Chris Green reviews Towhee's "Streetlights"

Ohio keeps surprising me. When Roman Titus and I went north last weekend to hangout with the four-person band Towhee, I admittedly wasn’t too thrilled about hanging out with a Dayton band, let alone in Dayton. What can I say, I have a slight bias. However, after hanging out with Brandon, Sarah, Vallen, and Josh for over an hour, and then listening to their album “Streetlights”, I was embarrassedly repelled by my prejudice.

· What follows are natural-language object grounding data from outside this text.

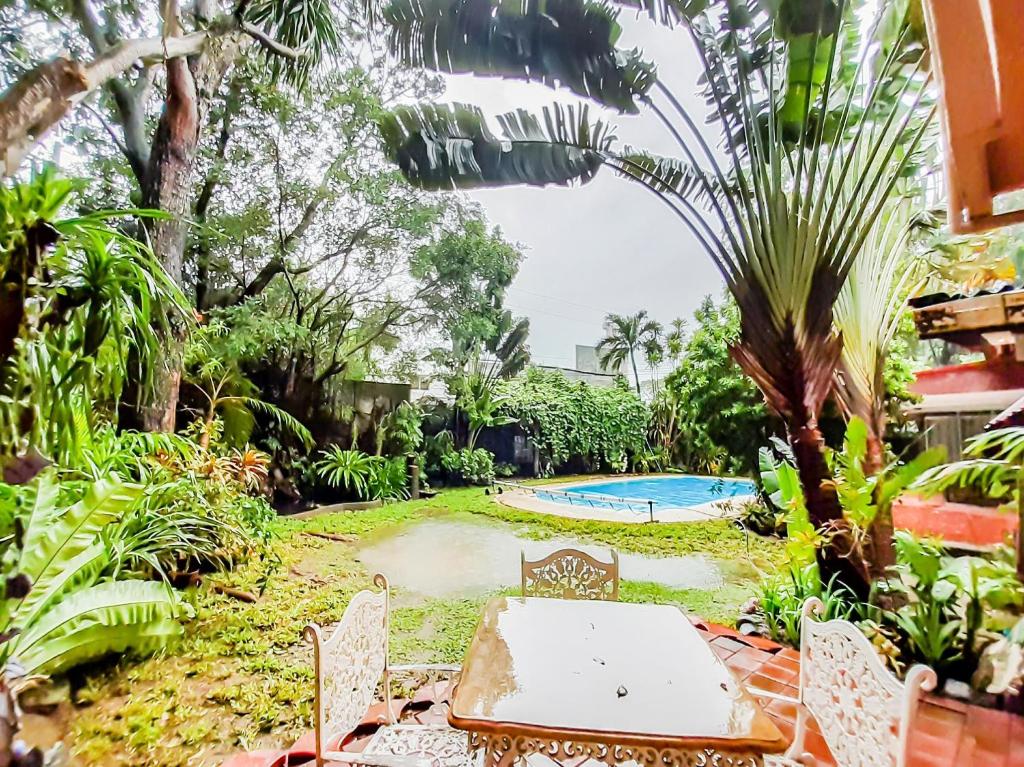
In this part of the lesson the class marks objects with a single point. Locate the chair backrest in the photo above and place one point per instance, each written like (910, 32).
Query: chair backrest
(863, 711)
(569, 573)
(349, 665)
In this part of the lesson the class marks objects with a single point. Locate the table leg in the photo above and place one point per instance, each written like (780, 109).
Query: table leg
(505, 751)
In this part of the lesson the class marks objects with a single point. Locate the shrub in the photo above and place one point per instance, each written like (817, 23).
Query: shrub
(369, 477)
(388, 479)
(571, 420)
(469, 466)
(782, 598)
(66, 605)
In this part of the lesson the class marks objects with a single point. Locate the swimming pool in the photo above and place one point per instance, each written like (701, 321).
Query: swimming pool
(668, 493)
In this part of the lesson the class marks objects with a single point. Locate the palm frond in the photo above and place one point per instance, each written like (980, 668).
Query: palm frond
(555, 42)
(451, 146)
(305, 26)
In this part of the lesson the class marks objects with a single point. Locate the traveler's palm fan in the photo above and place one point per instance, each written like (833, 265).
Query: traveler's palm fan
(811, 148)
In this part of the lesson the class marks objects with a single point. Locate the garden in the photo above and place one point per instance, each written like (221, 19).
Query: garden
(230, 243)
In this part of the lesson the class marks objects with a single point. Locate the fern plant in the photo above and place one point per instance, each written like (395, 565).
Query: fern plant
(59, 609)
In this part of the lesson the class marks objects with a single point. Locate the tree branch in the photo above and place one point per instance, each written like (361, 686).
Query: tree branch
(269, 44)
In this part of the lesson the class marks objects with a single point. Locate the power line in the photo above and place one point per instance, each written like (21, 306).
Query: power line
(560, 300)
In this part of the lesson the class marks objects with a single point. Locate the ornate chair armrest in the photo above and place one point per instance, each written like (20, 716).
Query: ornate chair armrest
(376, 760)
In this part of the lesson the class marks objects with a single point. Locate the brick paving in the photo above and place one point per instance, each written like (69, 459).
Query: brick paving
(946, 733)
(964, 524)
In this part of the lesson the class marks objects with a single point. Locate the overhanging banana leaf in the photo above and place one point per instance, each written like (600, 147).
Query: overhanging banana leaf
(555, 42)
(450, 146)
(110, 618)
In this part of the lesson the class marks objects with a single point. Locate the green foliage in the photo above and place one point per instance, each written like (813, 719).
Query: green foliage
(480, 399)
(469, 466)
(995, 465)
(72, 613)
(710, 415)
(624, 337)
(573, 421)
(781, 601)
(196, 508)
(388, 478)
(944, 602)
(341, 468)
(213, 367)
(82, 308)
(781, 486)
(373, 477)
(864, 497)
(472, 267)
(404, 428)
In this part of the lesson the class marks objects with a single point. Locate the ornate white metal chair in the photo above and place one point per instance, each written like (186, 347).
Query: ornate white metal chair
(349, 667)
(570, 573)
(863, 711)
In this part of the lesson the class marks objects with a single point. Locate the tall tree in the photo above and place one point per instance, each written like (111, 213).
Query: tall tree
(814, 139)
(625, 335)
(156, 122)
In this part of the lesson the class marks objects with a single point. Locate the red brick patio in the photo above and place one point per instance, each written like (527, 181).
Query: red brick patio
(946, 733)
(975, 526)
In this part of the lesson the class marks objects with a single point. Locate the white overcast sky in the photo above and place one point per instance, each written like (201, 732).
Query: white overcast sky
(609, 245)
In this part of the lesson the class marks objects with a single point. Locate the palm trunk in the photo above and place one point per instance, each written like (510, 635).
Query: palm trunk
(169, 187)
(881, 552)
(838, 560)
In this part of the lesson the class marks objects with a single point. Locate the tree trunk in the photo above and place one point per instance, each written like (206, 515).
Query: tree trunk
(42, 97)
(838, 560)
(168, 187)
(636, 376)
(880, 554)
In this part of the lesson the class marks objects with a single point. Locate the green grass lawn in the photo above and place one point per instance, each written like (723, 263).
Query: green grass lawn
(242, 677)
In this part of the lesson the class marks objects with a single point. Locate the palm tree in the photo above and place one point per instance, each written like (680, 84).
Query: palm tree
(867, 313)
(815, 132)
(624, 336)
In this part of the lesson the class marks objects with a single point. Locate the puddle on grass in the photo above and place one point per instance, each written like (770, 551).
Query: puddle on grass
(456, 558)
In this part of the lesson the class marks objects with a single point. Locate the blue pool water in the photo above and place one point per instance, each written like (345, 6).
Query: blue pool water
(667, 492)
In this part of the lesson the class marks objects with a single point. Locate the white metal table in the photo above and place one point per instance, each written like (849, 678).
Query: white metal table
(607, 681)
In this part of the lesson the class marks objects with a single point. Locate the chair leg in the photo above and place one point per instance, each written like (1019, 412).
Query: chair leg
(796, 751)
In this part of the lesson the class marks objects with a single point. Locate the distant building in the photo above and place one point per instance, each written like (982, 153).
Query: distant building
(961, 400)
(588, 368)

This indie-pop-rock quartet beautifully blends together melodic, melancholic, meandering music with Brandon’s Ben Gibbard-ish voice with intermissions of Sarah’s lurking, ethereal voice.. The likes of early Death Cab, American Football, and American Analogue Set are clearly heard throughout this musical ensemble, however there is too much that is distinctive to make any naive “copy-cat” accusations. “Streetlights” most brilliant element is how eclectic each song is, and how Towhee manages to blend in a variety of different beats throughout each song. Once your tapping fingers find the basic beat to a song, ‘Bamn!’, they throw you for a loop with an off beat that keeps you glued to their movements instead of where you presume they’re taking you.

The two newest members of the band—Josh and Vallen—have only been around for about nine months. Only Brandon and Sarah were around for the making of “Streetlights”, but the inter-relating the four have is a mirror image to how incredible their musical construction is. When listening to the album, you can often feel through the songs what it’s like to struggle through relationships and the difficulties with living in Midwest Ohio. Brandon weaves popish loops through a folkie-dance melody that leaves one feeling that, as difficult it is to live in dirty, dark cities (tell me: what city in Ohio has a lively downtown night life?), there’s still something worth dancing about.

The current quartet is working on their next album, which Brandon is producing himself. One thing is certain: my days of assuming some sort of qualitative lacking with cities has been obliterated thanks to these folks. I’d gladly welcome them to Cincinnati any day and, heck, I’d even hang out at a Dayton pub if it meant I was able to watch Towhee do their thing.